Non è bello arrivare alla fine di un disco dei R.e.m. e accorgersi che di tutto ciò che hai ascoltato non è rimasto niente.
Lo riascolti due, tre volte, ma l’effetto – ahimè – è il medesimo: ti ritrovi con un pugno di mosche, assolutamente impassibile.
Senza che le tue emozioni – qualsiasi fossero state prima di premere “play” – possano aver subito la ben che minima “alterazione”.
Mi era successo già dopo aver ascoltato “Reveal”, il disco precedente. Speravo non mi dovesse capitare più, dopo l’ascolto di un nuovo LP della band di Athens.
E invece arriva questo “Around the sun”, che è semplicemente sconcertante in quanto a “piattezza”. E’ un disco patinato, con i suoni tenuti educatamente a bada, gli arrangiamenti insipidi, e un’insopportabile atmosfera edulcorata, che ti potresti aspettare da una qualsiasi muzak da supermercato, ma non da un lavoro di una delle più importanti rock band del pianeta.
La chitarra di Peter Buck è quanto mai in secondo piano, i cori di Mike Mills (per non parlare del suo basso) sono affossati sotto un mare di tastiere ed effetti elettronici da quattro soldi.
E’ fondamentalmente un disco di ballad, “Around the sun”.
Qualcuno per questo ha azzardato un paragone con “Automatic for the people”. Ma poco o niente della magia che ha reso così grande quel disco la si può ritrovare in questi solchi.

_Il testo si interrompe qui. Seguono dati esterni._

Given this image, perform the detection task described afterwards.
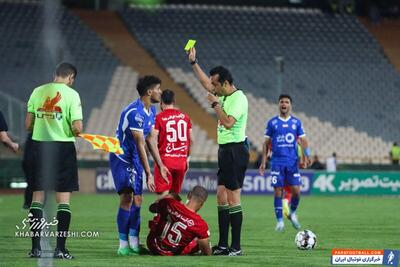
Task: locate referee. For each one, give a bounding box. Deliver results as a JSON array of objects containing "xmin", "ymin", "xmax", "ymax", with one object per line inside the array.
[
  {"xmin": 25, "ymin": 62, "xmax": 82, "ymax": 259},
  {"xmin": 188, "ymin": 47, "xmax": 249, "ymax": 256}
]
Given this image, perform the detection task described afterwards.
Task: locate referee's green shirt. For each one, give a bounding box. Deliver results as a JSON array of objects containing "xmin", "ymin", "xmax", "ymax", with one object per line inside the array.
[
  {"xmin": 217, "ymin": 90, "xmax": 248, "ymax": 145},
  {"xmin": 27, "ymin": 83, "xmax": 82, "ymax": 142}
]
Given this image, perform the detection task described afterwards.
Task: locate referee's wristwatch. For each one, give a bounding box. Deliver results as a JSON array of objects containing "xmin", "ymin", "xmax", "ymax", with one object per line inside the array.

I R.e.m., in fondo, sono una di quelle band che non riescono a scrivere canzoni propriamente “brutte” manco se s’impegnano. Ma perché – ad esempio – far rovinare un bel pezzo come “The outsiders” dall’intervento fuori luogo di Q-tip, che si prodiga in un rap pressoché imbarazzante, roba che mio cugino di 6 anni in freestyle sarebbe capace di fare molto meglio? Quasi si rimpiange l’analogo esperimento di “Radio Song” (“Out of time”, 1991)!
Perché i meravigliosi vocalizzi di Stipe in “The worst joke ever” si perdono nel vuoto di una struttura sonora tanto inconsistente?
Perché ascoltando “The ascent of man” mi viene da pensare che un pezzo del genere lo potrei ritrovare come sottofondo di qualche mielosissima scena di una stupidissima commedia sentimentale made in Hollywood, senza poter fare a meno di ammettere che “ci sta bene”?
L’impegno politico professato in “The final straw” (un’ottima ballad folk-country, già sentita negli ultimi concerti della band) non serve a infondere un po’ di pepe, d’adrenalina, di verve ad un disco che suona asettico e innocuo.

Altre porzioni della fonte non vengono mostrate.